Margaret Thomas’s Picture Man is an unassuming slender book, but in her search to tell the story of frontier photographer Shoki Kayamori, she takes us through so many other layers of immigration history.
Like Frank S. Matsura who ended up in Okanagon County, Washington at the turn of the century in a town with a mostly white and native population, Kayamori’s images are all that’s left to document Tlingit life and how quickly it changed for people at the turn of the century. He initially came to Alaska to work the canneries and ended up staying in a two-room shack in Yakutat near the dock below overlooking the peak of Mt. St. Elias.

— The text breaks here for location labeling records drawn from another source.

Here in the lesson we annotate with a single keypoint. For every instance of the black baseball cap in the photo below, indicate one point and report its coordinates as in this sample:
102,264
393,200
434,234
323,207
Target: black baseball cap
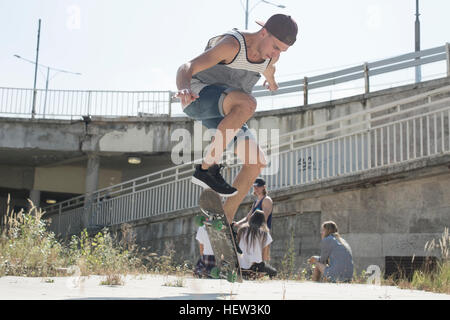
282,27
259,182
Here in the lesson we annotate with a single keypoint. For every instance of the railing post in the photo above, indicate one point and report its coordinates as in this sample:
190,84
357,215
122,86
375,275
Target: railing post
447,51
366,78
305,91
89,103
59,218
170,103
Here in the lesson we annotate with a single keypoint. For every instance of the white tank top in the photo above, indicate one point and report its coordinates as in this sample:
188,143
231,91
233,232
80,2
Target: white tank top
239,74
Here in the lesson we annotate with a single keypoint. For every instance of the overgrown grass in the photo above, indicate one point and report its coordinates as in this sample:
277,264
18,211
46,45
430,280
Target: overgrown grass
437,280
28,248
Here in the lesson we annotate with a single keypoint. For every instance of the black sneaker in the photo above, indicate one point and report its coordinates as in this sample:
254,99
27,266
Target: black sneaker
212,178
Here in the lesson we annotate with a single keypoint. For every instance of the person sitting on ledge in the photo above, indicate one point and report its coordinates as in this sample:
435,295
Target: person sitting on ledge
254,240
335,263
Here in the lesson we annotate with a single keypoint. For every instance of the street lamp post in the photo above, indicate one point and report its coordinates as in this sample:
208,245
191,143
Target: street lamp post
247,11
33,108
46,81
417,42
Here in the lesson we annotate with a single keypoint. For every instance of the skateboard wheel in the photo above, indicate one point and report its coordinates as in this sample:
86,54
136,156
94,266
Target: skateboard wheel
217,224
215,273
232,276
199,220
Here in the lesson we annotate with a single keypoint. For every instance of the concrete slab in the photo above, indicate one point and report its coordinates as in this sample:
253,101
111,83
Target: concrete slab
159,287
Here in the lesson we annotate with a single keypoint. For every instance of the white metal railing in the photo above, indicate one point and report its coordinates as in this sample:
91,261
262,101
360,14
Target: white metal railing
76,103
18,102
364,71
399,131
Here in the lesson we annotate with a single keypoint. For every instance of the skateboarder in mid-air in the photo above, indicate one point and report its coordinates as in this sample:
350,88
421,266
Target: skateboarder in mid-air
216,87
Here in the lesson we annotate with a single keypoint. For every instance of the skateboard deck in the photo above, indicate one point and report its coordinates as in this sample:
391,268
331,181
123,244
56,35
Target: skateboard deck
220,235
252,275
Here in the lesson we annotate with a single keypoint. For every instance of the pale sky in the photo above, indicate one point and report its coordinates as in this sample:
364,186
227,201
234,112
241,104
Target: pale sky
139,44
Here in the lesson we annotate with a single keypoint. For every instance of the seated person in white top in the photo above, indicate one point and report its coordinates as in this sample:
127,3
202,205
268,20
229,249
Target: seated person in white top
207,260
254,240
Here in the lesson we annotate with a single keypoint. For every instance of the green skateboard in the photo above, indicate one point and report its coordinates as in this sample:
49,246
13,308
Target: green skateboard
220,235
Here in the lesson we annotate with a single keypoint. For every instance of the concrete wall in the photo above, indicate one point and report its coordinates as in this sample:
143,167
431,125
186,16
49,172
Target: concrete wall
386,212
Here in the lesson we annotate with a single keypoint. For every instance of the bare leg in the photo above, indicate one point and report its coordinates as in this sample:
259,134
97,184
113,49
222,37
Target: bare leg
318,271
253,162
238,107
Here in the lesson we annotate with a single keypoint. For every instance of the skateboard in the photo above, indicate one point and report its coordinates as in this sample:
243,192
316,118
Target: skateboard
253,275
220,235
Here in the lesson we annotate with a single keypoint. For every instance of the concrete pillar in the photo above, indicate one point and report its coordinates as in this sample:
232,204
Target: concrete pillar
92,171
35,197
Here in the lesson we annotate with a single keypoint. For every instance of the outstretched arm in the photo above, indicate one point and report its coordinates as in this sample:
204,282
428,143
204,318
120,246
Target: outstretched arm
225,50
269,74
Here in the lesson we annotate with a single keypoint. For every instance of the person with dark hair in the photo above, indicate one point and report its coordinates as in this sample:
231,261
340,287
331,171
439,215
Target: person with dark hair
207,260
335,263
254,240
216,88
262,202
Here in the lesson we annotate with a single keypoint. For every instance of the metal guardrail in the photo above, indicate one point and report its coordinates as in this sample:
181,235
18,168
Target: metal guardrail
364,71
400,131
76,103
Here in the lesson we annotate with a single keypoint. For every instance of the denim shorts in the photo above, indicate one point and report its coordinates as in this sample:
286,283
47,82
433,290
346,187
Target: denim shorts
208,109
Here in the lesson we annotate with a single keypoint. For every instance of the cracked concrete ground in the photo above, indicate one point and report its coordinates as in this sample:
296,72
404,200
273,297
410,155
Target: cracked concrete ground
187,288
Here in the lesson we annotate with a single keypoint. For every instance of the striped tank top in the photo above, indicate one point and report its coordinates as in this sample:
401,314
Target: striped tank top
239,74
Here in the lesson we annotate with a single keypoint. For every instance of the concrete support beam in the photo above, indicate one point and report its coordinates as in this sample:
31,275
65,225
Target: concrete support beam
35,197
92,173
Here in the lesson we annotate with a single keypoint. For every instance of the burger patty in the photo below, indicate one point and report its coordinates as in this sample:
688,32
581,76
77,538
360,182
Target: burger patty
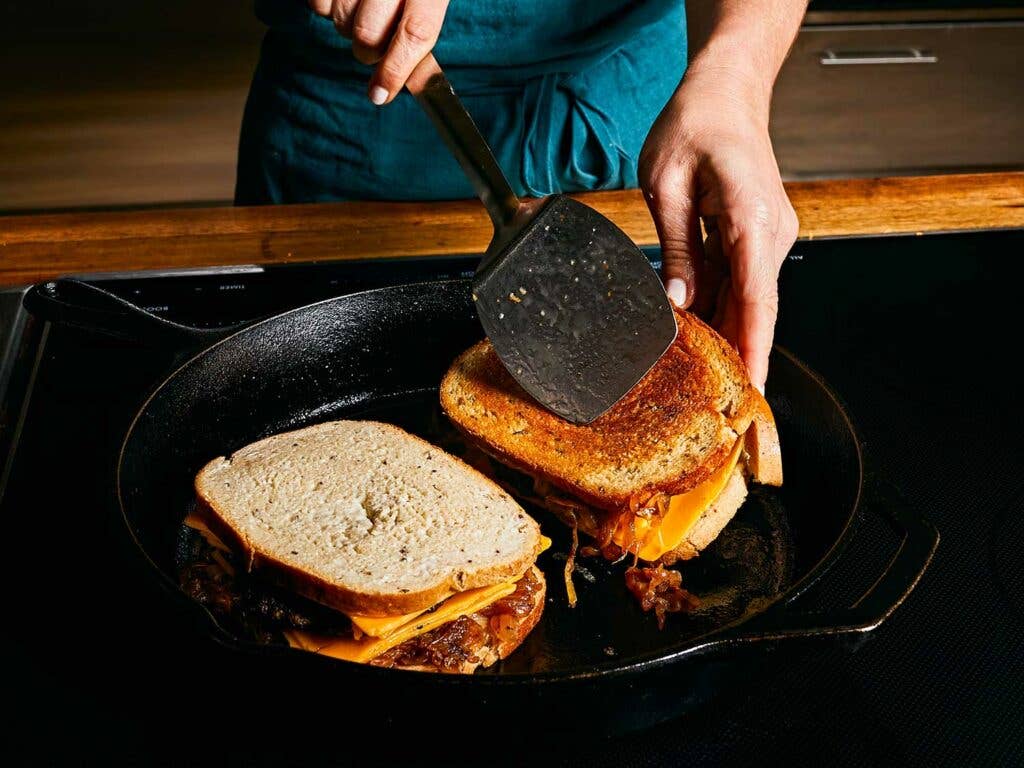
474,639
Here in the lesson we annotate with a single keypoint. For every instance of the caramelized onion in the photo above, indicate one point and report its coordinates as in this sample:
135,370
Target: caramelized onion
570,563
659,590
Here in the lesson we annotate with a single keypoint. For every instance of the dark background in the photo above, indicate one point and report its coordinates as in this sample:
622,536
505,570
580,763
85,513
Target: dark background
908,331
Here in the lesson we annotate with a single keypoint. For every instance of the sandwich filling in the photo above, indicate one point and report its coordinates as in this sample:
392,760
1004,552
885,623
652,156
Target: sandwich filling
651,527
664,521
441,636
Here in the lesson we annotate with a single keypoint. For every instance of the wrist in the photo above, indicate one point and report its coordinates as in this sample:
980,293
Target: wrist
724,74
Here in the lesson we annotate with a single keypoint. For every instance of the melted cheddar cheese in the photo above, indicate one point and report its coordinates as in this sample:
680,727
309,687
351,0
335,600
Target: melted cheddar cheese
371,647
663,536
380,634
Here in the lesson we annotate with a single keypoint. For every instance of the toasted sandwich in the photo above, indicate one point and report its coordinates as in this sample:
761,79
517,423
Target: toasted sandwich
431,564
658,475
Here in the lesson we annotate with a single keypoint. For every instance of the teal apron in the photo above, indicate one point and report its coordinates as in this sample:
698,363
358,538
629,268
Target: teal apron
563,90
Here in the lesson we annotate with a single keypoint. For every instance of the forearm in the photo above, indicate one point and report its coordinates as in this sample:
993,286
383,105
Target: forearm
747,38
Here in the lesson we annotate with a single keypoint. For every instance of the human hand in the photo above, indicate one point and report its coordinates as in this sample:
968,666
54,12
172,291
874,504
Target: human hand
709,157
395,35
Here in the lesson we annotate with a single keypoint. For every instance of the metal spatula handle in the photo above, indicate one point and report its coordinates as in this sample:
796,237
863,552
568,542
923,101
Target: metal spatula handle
457,128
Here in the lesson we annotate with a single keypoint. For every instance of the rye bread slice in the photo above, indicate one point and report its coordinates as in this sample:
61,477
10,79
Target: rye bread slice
366,518
668,434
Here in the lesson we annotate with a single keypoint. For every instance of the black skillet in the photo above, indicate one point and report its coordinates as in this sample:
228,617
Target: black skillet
604,666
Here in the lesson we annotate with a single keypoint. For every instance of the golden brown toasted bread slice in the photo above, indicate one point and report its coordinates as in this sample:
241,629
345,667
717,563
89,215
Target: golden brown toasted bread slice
668,434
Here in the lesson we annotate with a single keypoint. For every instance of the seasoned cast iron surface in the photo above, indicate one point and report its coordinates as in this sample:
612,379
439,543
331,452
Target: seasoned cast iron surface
381,354
748,566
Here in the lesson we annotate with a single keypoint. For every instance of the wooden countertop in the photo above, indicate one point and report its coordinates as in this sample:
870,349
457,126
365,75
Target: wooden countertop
35,248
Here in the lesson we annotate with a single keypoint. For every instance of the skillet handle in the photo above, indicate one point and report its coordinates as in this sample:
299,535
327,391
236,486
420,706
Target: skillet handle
84,305
919,542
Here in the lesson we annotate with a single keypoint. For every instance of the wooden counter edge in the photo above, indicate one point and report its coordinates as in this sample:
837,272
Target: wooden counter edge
39,247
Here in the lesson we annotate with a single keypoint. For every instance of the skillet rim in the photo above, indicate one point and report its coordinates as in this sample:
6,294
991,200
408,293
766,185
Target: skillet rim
724,637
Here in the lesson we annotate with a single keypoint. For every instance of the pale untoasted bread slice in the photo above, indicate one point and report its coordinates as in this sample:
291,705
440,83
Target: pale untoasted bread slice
366,518
668,434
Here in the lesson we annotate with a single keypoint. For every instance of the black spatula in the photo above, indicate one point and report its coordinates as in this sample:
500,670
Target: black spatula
572,307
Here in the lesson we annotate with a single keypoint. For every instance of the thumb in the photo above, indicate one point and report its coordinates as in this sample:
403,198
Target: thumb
682,247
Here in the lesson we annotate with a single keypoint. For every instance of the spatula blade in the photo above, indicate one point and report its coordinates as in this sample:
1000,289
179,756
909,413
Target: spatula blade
574,310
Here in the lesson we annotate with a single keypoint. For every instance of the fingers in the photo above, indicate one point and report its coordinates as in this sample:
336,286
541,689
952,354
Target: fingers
415,38
712,273
757,235
372,27
339,11
670,197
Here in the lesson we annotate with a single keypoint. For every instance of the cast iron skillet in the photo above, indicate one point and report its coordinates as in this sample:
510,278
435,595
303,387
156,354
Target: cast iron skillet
602,666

Kayamori survived by his wits. Besides his camera, he hunted bear, raised and bred hunting dogs, dabbled in fox farming, ran the company store and explored the area in a boat. Part of a tight, little community he was called upon to document weddings, funerals, and the visit of dignitaries.
Thomas digs out what she can of this man’s life but situates it in the overall history of immigration and the Northwest. She documents the Japanese Exclusion Act and Anti-Asian sentiment up and down the West Coast, describes conditions for immigrant men in the growing Japanese neighborhood in Seattle where Kayamori landed and initially lived, looks at the anti-miscegenation laws preventing inter-marriage, and documents the harsh conditions of cannery life for Asian immigrants.
After the bombing of Pearl Harbor, anti-Japanese sentiment reached a fever pitch up and down the West Coast, even in the small village of Yakutat. Soldiers there beat up the 64-year-old man, stealing the change from his pockets. At a town meeting called after Pearl Harbor, residents noticed Kayamori’s absence. Carrying lanterns through the snow to the house on the hill, they found him dressed in a Japanese navy uniform, dead by his own hand.
This book published under the Snowy Owl imprint by the University of Alaska Press not only tells the story of one man but gives us the history of a country in the throes of growth, industrialization, and not always hospitable to the many immigrants who helped shape its destiny.